Rebuilding Place in the Urban Space

"A community’s physical form, rather than its land uses, is its most intrinsic and enduring characteristic." [Katz, EPA] This blog focuses on place and placemaking and all that makes it work--historic preservation, urban design, transportation, asset-based community development, arts & cultural development, commercial district revitalization, tourism & destination development, and quality of life advocacy--along with doses of civic engagement and good governance watchdogging.

Wednesday, November 05, 2008

Customer Bill of Rights: City of Seattle

Seattle does a bunch of things that DC doesn't do.

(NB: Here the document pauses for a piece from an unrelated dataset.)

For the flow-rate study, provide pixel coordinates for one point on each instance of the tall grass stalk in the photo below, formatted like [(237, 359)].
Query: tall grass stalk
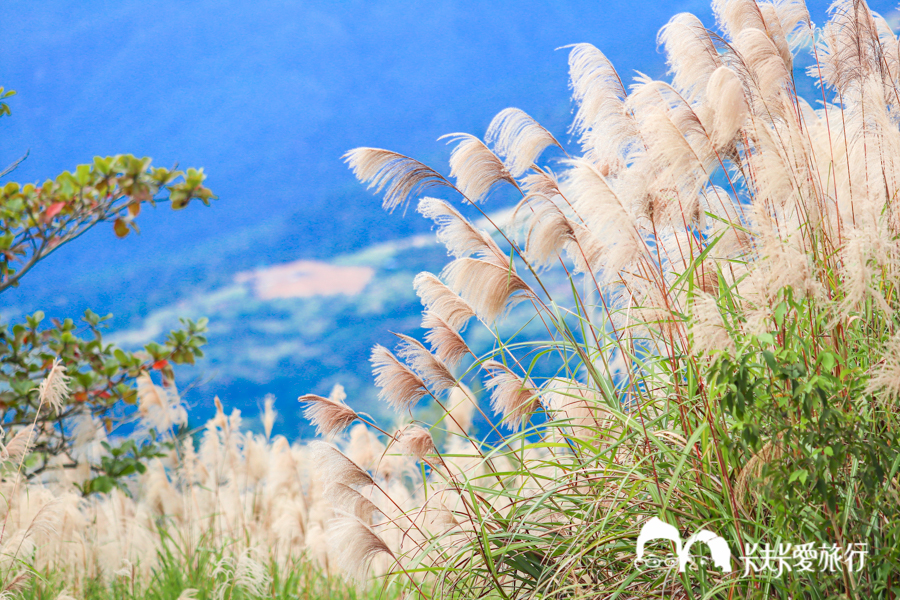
[(692, 319)]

One is that it has created "neighborhood service centers" located within neighborhoods, where residents can pay parking tickets, appeal a parking ticket (magistrates rotate through the various neighborhood service centers on particular days), pay utility bills (electric, gas, and water service is provided by a publicly owned utility), deal with the neighborhood planner and other government staff people, pick up information on city programs, etc.

The City of Seattle has just finished a massive re-do of most of the city's libraries (see "Seattle Public Library celebrates "Libraries For All" in neighborhoods across the city" from the Seattle Times), and many of the libraries have a neighborhood service center integrated into the project, although the latter has a separate entrance and isn't connected to the library internally, at least in the Ballard Library-NSC.

While I don't like the idea of citizens being treated strictly as "customers" because ultimately the citizens own the processes of government, I do like the point that when a person has "to do business with the City of Seattle" that there are high quality expectations about the city's side of the "transaction."
Neighborhood Service Center, Ballard, Seattle
Neighborhood Service Center, Ballard, Seattle. (The library is on the other side of the building.)